La democracia de los populistas se fundamenta en la victoria, en el aplastamiento del adversario elevado a categoría de enemigo. La democracia representativa, por su parte, se basa en los consensos y la negociación. En un ecosistema liberal no existen victorias definitivas, sino que las mayorías absolutas duran una legislatura hasta que se convocan las siguientes elecciones, normalmente a los cuatro años. La división de poderes garantiza el mantenimiento de un fino equilibrio frente al absolutismo. El imperio de la ley afirma la igualdad sustancial de los ciudadanos sin exclusión; de ahí que, en la base del ideal democrático –compartido por socialdemócratas, democratacristianos, conservadores y liberales–, se encuentre la voluntad de incluir y reconocer la diferencia. No es el mundo de las identidades enfrentadas y en abierto conflicto lo que se reivindica, sino el de la pluralidad en continuo desarrollo.
En After Europe, el ensayista búlgaro Ivan Krastev plantea con toda crudeza el dilema entre estos dos modelos de democracia: el real y el ficticio. «El radicalismo de los partidos populistas se sustancia en que no son sólo partidos –argumenta–, sino auténticos movimientos constitucionales. Prometen a sus votantes lo que la democracia liberal no puede ofrecer: una victoria en la cual las mayorías –no sólo las mayorías políticas, también las étnicas y religiosas– puedan hacer lo que les plazca». Más aún, «las nuevas mayorías populistas perciben los ciclos electorales no como una oportunidad para elegir entre varias opciones políticas, sino como una revuelta contra las minorías privilegiadas. En la retórica de los partidos populistas, tanto las elites como los inmigrantes actúan a la par: no son como “nosotros”, ambos roban a una mayoría honesta, no pagan los impuestos que deberían y ambos son indiferentes, cuando no abiertamente hostiles, a las tradiciones locales».

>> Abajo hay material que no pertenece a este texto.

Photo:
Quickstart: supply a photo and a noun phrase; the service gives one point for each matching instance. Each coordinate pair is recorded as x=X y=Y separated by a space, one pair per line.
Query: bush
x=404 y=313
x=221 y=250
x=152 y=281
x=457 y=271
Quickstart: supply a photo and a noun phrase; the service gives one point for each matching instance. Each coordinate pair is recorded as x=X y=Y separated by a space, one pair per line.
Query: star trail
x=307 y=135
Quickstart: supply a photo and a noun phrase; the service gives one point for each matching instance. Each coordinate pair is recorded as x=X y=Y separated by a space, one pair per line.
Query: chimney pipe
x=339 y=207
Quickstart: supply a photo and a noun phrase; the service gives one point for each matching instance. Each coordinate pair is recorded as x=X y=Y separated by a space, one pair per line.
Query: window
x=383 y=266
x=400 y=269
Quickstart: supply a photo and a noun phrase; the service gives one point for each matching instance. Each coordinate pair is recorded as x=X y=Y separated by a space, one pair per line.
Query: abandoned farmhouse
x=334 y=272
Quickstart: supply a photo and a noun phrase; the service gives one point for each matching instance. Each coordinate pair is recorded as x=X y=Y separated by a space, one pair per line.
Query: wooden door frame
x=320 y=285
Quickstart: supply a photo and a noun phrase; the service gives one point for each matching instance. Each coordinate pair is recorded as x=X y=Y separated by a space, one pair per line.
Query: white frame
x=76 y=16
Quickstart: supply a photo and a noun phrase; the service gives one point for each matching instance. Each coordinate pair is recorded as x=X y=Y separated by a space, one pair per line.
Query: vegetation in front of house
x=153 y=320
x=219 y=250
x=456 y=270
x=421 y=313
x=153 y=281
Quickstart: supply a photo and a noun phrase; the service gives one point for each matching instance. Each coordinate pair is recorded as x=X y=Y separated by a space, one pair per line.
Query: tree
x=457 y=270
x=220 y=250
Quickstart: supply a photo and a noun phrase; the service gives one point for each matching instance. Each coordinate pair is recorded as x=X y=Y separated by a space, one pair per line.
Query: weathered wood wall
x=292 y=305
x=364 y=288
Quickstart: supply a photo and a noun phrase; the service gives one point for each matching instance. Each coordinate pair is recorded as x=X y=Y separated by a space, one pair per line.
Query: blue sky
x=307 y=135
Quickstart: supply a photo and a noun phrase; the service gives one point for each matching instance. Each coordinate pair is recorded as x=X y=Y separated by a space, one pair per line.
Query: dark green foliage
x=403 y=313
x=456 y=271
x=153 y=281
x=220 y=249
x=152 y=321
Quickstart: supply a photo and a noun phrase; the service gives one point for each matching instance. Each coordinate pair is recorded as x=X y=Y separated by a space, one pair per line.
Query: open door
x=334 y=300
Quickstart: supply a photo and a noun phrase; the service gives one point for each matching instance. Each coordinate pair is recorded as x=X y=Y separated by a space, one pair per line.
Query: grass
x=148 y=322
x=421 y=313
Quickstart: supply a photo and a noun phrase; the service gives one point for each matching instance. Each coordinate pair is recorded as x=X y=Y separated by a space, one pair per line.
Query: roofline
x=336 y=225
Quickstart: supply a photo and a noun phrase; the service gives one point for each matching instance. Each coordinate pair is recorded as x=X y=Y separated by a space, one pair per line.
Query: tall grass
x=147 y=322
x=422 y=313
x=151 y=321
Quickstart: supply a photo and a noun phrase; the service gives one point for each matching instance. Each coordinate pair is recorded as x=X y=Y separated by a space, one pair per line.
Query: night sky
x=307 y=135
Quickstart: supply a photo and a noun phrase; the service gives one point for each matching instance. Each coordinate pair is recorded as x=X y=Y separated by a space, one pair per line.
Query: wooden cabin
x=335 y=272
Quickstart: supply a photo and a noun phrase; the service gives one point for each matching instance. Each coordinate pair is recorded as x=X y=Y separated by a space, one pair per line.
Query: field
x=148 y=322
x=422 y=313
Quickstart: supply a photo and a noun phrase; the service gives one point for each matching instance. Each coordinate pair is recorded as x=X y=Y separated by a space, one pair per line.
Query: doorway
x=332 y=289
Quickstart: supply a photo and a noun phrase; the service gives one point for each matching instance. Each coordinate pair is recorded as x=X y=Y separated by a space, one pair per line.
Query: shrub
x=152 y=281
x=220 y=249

La democracia liberal es propia de la cultura de la paz que se instauró en Europa después de la tragedia de la II Guerra Mundial. La democracia populista, en cambio, es propia de la lógica de guerra que sitúa en la violencia –moral, verbal o física– el motor primigenio de la política. De ahí su voluntad imperiosa de monopolizar el espacio del debate público con imágenes, símbolos, palabras y relatos que discriminen con nitidez a los buenos ciudadanos de los malos; al verdadero pueblo de la casta a la que se puede insultar, apartar, denigrar, animalizar incluso, porque su humanidad plena ha quedado en entredicho y cabe con toda naturalidad llamarla “bestia”, “rata”, “bicho”, “nazi” o lo que se tercie. No es necesario acudir a Victor Klemperer y su Lingua Tertii Imperii para iluminar los efectos sobre la realidad de la perversión del lenguaje.
En el corazón mismo de la pregunta sobre el futuro se halla el concepto de democracia al que nos referimos. No hay puntos en común entre la exclusión y la inclusión, entre las sociedades plurales y las identidades únicas, entre la separación de poderes y el absolutismo plebiscitario, entre la confianza institucional –a pesar de todos sus defectos y su necesidad periódica de reforma– y una cultura regida por la sospecha permanente. No los hay ni puede haberlos, porque se trata de universos paralelos cuyo origen y cuyo destino son distintos. La cuestión relevante ahora es el sentido de nuestra lealtad, pues ahí es donde se juega la supervivencia de la democracia.